Мне ничего не оставалось, как вяло махать в воздухе лапами. Это было унизительно. Правда, и зрители куда-то подевались. Петропавловская крепость под нами стремительно превращалась в свой собственный макет, зловредный золотой ангел на вершине шпиля промелькнул перед глазами и остался далеко внизу, и я только успел заметить, какой он на самом деле огромный. Он погрозил мне пальцем и скрылся из глаз.

Теперь мы летели над Петербургом, и вот на это действительно было страшно смотреть: целые кварталы горели открытым пламенем, а другие уже затопила река, хотя и они продолжали гореть – теперь к черному дыму добавились клубы горячего пара. Кажется, полыхал и Зимний дворец, где я не вполне удачно примерял царскую корону.

– Ты негодяй, Флориан Старкевич, – сказал на это император Петр (конечно, это он обернулся гигантским орлом). – Они бы справились, если бы не твои козни. Но скоро ты за все ответишь. И за мой город тоже.

– Куда ты меня тащишь? – спросил я.

– Туда, где тебя давно ждут.

Он прямо на лету нагнул свою орлиную башку и больно стукнул меня клювом. Поэтому дальнейший путь остался от меня скрытым. Я отключился и болтался, как тряпка, в темном и безвидном пространстве до той самой минуты, когда орел внезапно разжал когти, и я обрушился вниз.


* * *

Я сказал бы – обрушился на землю, но это неточно.

Строго говоря, здесь не было ни земли, ни неба.
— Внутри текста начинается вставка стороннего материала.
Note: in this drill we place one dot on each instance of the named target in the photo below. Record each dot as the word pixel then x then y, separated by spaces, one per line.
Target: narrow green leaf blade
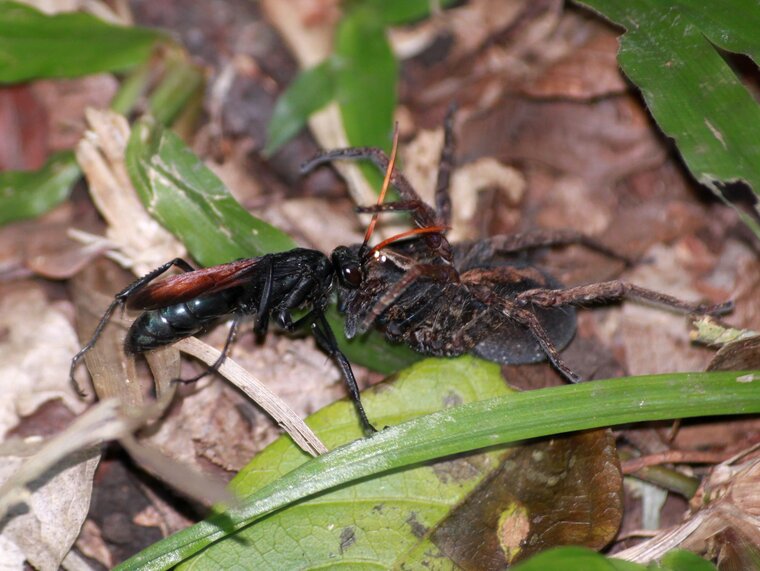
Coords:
pixel 733 27
pixel 35 45
pixel 473 426
pixel 311 90
pixel 192 203
pixel 27 194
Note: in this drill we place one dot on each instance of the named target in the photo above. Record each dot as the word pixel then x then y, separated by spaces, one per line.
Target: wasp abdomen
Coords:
pixel 163 326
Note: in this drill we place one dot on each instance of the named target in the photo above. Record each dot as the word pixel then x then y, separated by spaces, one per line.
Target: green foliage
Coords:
pixel 191 202
pixel 26 194
pixel 671 52
pixel 34 45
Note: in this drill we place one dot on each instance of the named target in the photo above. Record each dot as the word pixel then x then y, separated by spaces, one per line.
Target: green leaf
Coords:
pixel 373 523
pixel 468 427
pixel 682 560
pixel 573 559
pixel 311 90
pixel 182 81
pixel 692 92
pixel 192 203
pixel 27 194
pixel 35 45
pixel 397 12
pixel 366 73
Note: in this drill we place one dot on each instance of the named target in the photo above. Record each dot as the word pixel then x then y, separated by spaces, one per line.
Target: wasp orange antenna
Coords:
pixel 384 190
pixel 414 232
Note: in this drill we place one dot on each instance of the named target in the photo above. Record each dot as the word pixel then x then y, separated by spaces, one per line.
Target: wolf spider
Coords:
pixel 446 299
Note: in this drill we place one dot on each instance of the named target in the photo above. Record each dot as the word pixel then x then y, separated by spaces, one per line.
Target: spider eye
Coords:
pixel 352 276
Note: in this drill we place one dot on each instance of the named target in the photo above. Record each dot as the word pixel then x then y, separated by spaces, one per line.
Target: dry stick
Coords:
pixel 674 457
pixel 259 393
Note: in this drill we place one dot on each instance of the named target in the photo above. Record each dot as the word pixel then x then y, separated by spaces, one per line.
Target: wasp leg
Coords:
pixel 614 291
pixel 438 273
pixel 326 339
pixel 119 300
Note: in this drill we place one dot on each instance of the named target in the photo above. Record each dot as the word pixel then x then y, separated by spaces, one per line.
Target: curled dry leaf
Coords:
pixel 563 491
pixel 139 238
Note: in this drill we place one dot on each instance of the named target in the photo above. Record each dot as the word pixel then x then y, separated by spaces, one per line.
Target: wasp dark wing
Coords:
pixel 183 287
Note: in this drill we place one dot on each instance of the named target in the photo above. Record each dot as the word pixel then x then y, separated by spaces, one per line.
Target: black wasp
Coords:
pixel 270 286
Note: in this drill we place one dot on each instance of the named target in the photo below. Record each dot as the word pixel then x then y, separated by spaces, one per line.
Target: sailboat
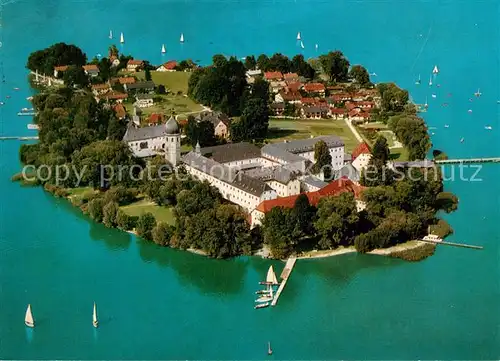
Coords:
pixel 271 276
pixel 28 319
pixel 94 317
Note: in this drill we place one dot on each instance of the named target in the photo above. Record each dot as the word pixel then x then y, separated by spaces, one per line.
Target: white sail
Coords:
pixel 28 319
pixel 94 316
pixel 271 276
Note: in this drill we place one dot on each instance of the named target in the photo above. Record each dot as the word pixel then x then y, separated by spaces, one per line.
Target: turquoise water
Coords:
pixel 157 303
Только сплошной, всепроникающий свет. Не слишком яркий, а как раз такой, чтобы не щуриться, когда смотришь.

А если смотреть по сторонам вот так, не щурясь, достаточно долго, то начнешь различать далеко-далеко на горизонте силуэты зданий из белого мрамора, удивительные деревья с золотой листвой, изумрудные реки и хрустальные мосты. Это и был Альвхейм, главный город Асгарда, верхнего мира, где от начала времен живут бессмертные боги, правители этой вселенной. Только я был здесь нежеланным гостем.

Ну и ладно. Можно было не заботиться о церемониях.

Я лежал, по-собачьи положив голову на лапы, и давешний орел следил за каждым моим движением. Он больше не был черным. Его перья заблестели серебром, хотя клюв и лапы так и остались желтыми. Похоже, на такие вольности здесь смотрели сквозь пальцы.

А вот моя шкура так и осталась угольно-черной.

Наверно, в насмешку.

Я еще размышлял обо всем этом (надо же было хоть о чем-то думать), когда перед нами из ниоткуда возник большой-пребольшой белый волк. Сверхволк-оборотень. Такой же мощный, как я.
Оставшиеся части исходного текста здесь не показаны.